Au cours de son périple, Nassera fut orientée, par différentes personnes, vers diverses structures. D’une part, elle se rendit à la caserne Châteauneuf, qui est très réputée pour ses méthodes de torture, pour rencontrer un individu proche du commissaire. Cependant, après une rencontre, l’homme en question s’est volatilisé. D’autre part, elle prit contact avec ses anciens camarades syndicalistes avec lesquels elle a entretenu une relation professionnelle et amicale lorsqu’elle vivait en Algérie. Grâce à eux, elle a pu être mise en contact avec le frère d’un commandant de l’armée. Celui-ci lui promit de retrouver son fils. Une semaine plus tard, cette même personne la rassura. « Nous avons localisé ton fils. D’ici l’Aïd, il viendra frapper à ta porte ». L’Aïd passa et les jours aussi. Toujours rien. Lorsque Nassera revit la personne en question, celui-ci prit la fuite. 

Les embûches face auxquelles Nassera fut confrontée tout au long de son parcours de recherche pour retrouver son fils, reflètent la politique des autorités algériennes de brouiller les pistes afin que les disparus ne soient pas retrouvés. Par ailleurs, elle fit face à une société complètement déshumanisée où la torture était devenue banale, et à des individus dont le discours dépassait l’entendement. Cela lui causa des crises d’angoisse et sa santé mentale détériora au fil des jours.

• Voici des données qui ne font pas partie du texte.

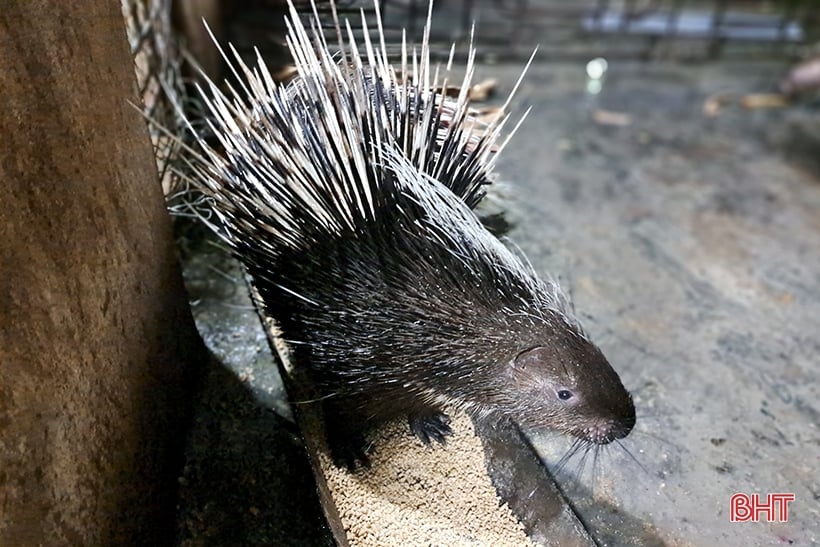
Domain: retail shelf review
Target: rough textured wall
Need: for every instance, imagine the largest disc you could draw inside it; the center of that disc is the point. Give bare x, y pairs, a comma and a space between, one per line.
97, 345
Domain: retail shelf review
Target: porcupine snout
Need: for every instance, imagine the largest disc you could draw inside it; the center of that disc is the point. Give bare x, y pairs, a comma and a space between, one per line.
612, 429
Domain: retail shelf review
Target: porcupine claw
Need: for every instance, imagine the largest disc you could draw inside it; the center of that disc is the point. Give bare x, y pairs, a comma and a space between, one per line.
435, 427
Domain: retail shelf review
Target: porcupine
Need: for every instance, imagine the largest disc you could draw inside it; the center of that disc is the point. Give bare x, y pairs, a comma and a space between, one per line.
348, 195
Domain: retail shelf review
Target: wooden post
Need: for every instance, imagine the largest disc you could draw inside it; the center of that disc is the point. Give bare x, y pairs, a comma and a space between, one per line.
98, 350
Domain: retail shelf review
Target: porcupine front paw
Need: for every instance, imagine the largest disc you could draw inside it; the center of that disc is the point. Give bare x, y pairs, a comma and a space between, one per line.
432, 427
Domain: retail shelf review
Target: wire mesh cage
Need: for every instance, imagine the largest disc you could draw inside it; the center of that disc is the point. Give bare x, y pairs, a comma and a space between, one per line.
639, 29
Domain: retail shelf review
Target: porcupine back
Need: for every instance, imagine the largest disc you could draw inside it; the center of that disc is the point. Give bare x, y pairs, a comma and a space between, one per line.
347, 194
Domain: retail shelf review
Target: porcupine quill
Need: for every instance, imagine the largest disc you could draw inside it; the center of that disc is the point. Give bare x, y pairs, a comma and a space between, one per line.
348, 195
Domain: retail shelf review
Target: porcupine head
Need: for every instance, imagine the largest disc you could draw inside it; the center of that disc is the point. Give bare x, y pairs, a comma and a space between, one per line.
348, 195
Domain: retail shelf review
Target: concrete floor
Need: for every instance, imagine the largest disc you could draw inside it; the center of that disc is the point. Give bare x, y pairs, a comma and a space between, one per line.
691, 246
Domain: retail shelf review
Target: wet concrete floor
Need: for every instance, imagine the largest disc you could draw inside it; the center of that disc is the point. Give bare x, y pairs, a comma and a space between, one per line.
691, 246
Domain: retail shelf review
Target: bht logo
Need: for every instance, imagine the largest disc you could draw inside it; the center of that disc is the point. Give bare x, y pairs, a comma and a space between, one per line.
745, 508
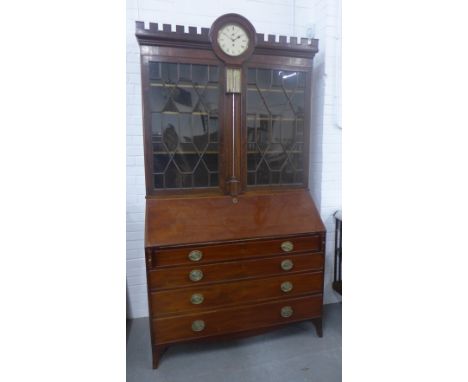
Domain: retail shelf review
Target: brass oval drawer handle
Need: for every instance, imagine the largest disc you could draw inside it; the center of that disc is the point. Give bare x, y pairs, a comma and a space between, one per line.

Comme pour Amine, on ne lui avait pas accordé de visa français, jusqu’au jour où elle obtint le numéro de téléphone d’une professionnelle rattachée au ministère des affaires étrangères de Nantes. Après un accueil téléphonique d’une froideur extrême, Nassera menaça de se suicider en dénonçant la négligence de la France dans cette affaire. Elle finit donc par obtenir le visa pour Amine et rentra en France six mois plus tard. Une fois remise de ces périodes d’extrême tourmente, elle décida de se relever et de mener une lutte acharnée pour retrouver toute personne disparue en Algérie et dans le monde.

Elle prit contact avec d’autres familles de disparus afin de mutualiser leurs efforts dans leur quête de vérité et de justice. Elle fonda deux organismes dédiés à la lutte contre les disparitions forcées. D’une part, le CFDA, créé en 1998, a comme objectif de faire la lumière sur le sort des disparus, d’orienter leurs familles dans leurs démarches administratives et juridiques, de sensibiliser l’opinion publique nationale et internationale, de former et d’informer, et enfin, d’apporter une assistance aux victimes sous toutes ses formes. D’autre part, la FEMED, créée en 2007, prône la fin des disparitions forcées dans la région Euro-Méditerranéenne à travers le renforcement des capacités de ses associations membres, des actions de plaidoyer et de sensibilisation, et de formations légales à destination des familles de disparus. La sagesse et la détermination de Nassera, qui se transmettent aujourd’hui de génération en génération grâce au maintien des organismes qu’elle dirige, sont pour nous, personnes ordinaires et autres professionnels, une source d’inspiration. Le prénom « Nassera » provient de la racine رصنلا qui signifie « victoire » en arabe. Par conséquent, face aux aléas de la vie, Nassera, mère de toutes les batailles, ne peut en sortir que plus forte et victorieuse.